According to Fry, defuturing involves enquiring on the ‘bias and direction of what is designed’ (Fry 2020). He affirms that whatever has been designed influences our conception and material creation of the future. Therefore, the future is not empty, but already ‘colonized’ by the past and present (Fry 2020, p. 9). Culture, social practices and structures; knowledge; and all material creations are entwined in what comes next. Although we are not always aware of it, these very creations design. Thus, after being created, our designs also play a role in designing the future, inasmuch as they impact our world, conceptual and material, leading us through existing paths. Without understanding defuturing, we do not fully comprehend the complexity and extension of our designs’ impacts (Fry 2020).
Defuturing is, therefore, an approach to design innovation that calls for a critical reflection upon which futures we might be destroying (defuturing). Hence, we should step back to realize that our ideas of the future, including our fictions of progress, are conditioned, and make room to ponder over the path that has taken us to where we stand and which other futures we might be erasing. Defuturing, thus, is looking at design innovation as a complex phenomenon of creation and destruction, which builds one future but destroys others.
A key concept in defuturing philosophy is path dependency, which encompasses ‘the dominant structures, cultures and practices within a societal system’ (Loorbach 2022). The path that has taken us to where we now stand, through routines, institutions, infrastructure, technology, positions (Loorbach 2022), leads us to preserving the status quo (Feola 2020) and prevents real change. As stated above, our designs continue designing after we create them, reinforcing the futures we have set in motion.
Path dependency leads to the phenomenon of ‘innovation trap’ (Loorbach 2022), which is a pattern of continuous innovation, usually technological, that only boosts existing systems (Loorbach 2022). Thus, we end up trapped in fictions of progress and production (Fry 2020), where the new is seen in a positive light and the prospective of the future blinds us to what has been defutured.
Defuturing philosophy stresses the narrative behind innovation, reminding that ‘our interpretative relation to our world is always partial, culturally framed and linguistically restricted’ (Fry 2020, p. 11). From this perspective, it relates to Pavie’s concept of ‘non-standard innovation’ (Pavie 2020), a proposal to counter the prevailing idea that innovation is intrinsically good and desirable, which prevents a critical approach toward it.
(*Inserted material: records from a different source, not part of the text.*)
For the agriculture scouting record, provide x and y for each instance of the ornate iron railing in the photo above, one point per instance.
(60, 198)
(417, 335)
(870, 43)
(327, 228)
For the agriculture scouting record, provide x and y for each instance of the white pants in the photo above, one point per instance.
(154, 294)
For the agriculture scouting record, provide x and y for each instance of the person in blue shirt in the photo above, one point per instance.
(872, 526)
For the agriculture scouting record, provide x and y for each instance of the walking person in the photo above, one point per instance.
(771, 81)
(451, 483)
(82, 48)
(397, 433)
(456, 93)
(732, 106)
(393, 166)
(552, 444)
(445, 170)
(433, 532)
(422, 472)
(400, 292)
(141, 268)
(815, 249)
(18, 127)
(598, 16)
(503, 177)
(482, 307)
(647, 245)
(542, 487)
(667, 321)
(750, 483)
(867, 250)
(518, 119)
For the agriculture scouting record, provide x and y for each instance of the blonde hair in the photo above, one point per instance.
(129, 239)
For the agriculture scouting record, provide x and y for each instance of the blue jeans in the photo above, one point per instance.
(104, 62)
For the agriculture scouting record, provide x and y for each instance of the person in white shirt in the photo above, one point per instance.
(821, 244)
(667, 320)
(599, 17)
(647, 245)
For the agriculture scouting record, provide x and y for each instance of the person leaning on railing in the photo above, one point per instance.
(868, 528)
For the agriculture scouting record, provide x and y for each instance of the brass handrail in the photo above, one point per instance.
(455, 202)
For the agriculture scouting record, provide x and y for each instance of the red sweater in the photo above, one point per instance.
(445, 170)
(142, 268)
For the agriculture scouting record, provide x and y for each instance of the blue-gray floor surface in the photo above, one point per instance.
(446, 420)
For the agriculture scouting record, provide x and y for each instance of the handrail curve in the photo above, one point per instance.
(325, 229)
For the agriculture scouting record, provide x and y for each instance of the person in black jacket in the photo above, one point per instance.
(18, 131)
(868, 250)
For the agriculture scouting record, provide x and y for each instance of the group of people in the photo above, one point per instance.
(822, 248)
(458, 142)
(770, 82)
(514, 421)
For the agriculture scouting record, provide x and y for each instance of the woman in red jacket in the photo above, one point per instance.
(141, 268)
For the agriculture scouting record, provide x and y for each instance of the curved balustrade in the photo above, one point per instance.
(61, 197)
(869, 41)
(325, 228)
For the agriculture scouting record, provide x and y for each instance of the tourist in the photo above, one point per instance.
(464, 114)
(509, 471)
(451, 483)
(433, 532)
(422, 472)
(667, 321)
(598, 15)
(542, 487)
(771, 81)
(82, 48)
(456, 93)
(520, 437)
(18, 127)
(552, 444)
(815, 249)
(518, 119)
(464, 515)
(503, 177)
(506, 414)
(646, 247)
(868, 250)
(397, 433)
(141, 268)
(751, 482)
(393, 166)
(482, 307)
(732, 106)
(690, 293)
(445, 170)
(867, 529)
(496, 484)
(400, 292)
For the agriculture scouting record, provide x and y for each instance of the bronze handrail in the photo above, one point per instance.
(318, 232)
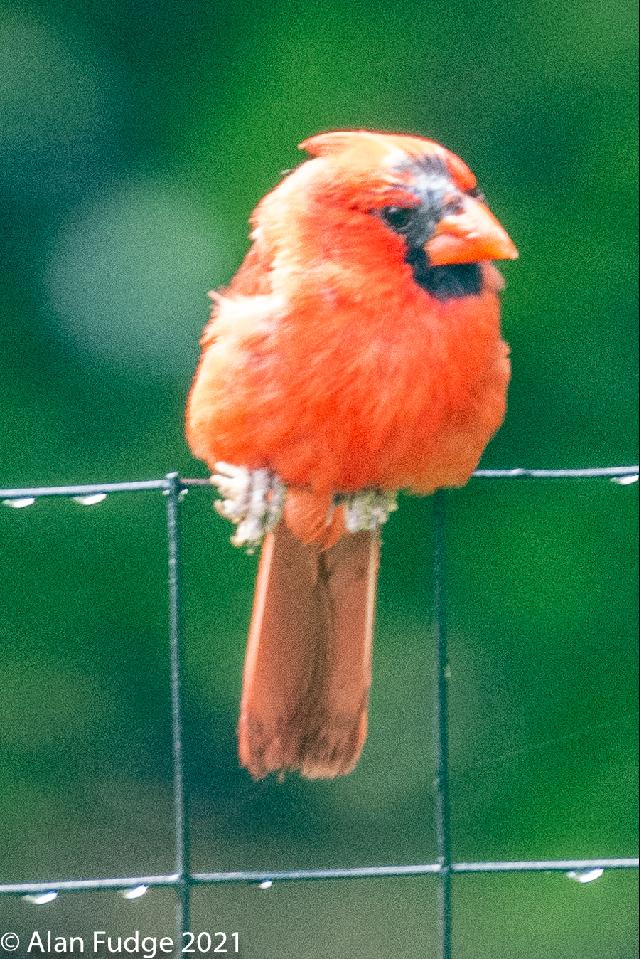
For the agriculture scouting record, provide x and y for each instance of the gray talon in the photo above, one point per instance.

By the same token, design defuturing provides a framework to contest innovation as an affirmative value (Dilnot 2020).
According to Fry (2020), defuturing is a necessary step before any design. Evidently, it is not possible to fully grasp everything that has been defutured, but it is imperative to question and critically reflect upon the consequences of our designs. Moreover, in doing so, we must be aware of the narratives—and fictions built upon them—that condition our current perspective. Against this backdrop, Perera and Fry (2022) propose a Second-order Design Futuring (SoDF), to explore different narratives and the consequences of design (Perera and Fry 2022).
As a previous step to any design, SoDF enables contra-innovation (Perera and Fry 2022). Contra-innovation is not an alternative innovation, capable of countering an initial project, but rather the exploration of different narratives and consequences of design, of different futures that a design might erase. Hence, SoDF is a systemic approach to design that seeks to skirr different perspectives beyond the beaten paths, emphasizing design consequences and allowing for contestation and fundamental change.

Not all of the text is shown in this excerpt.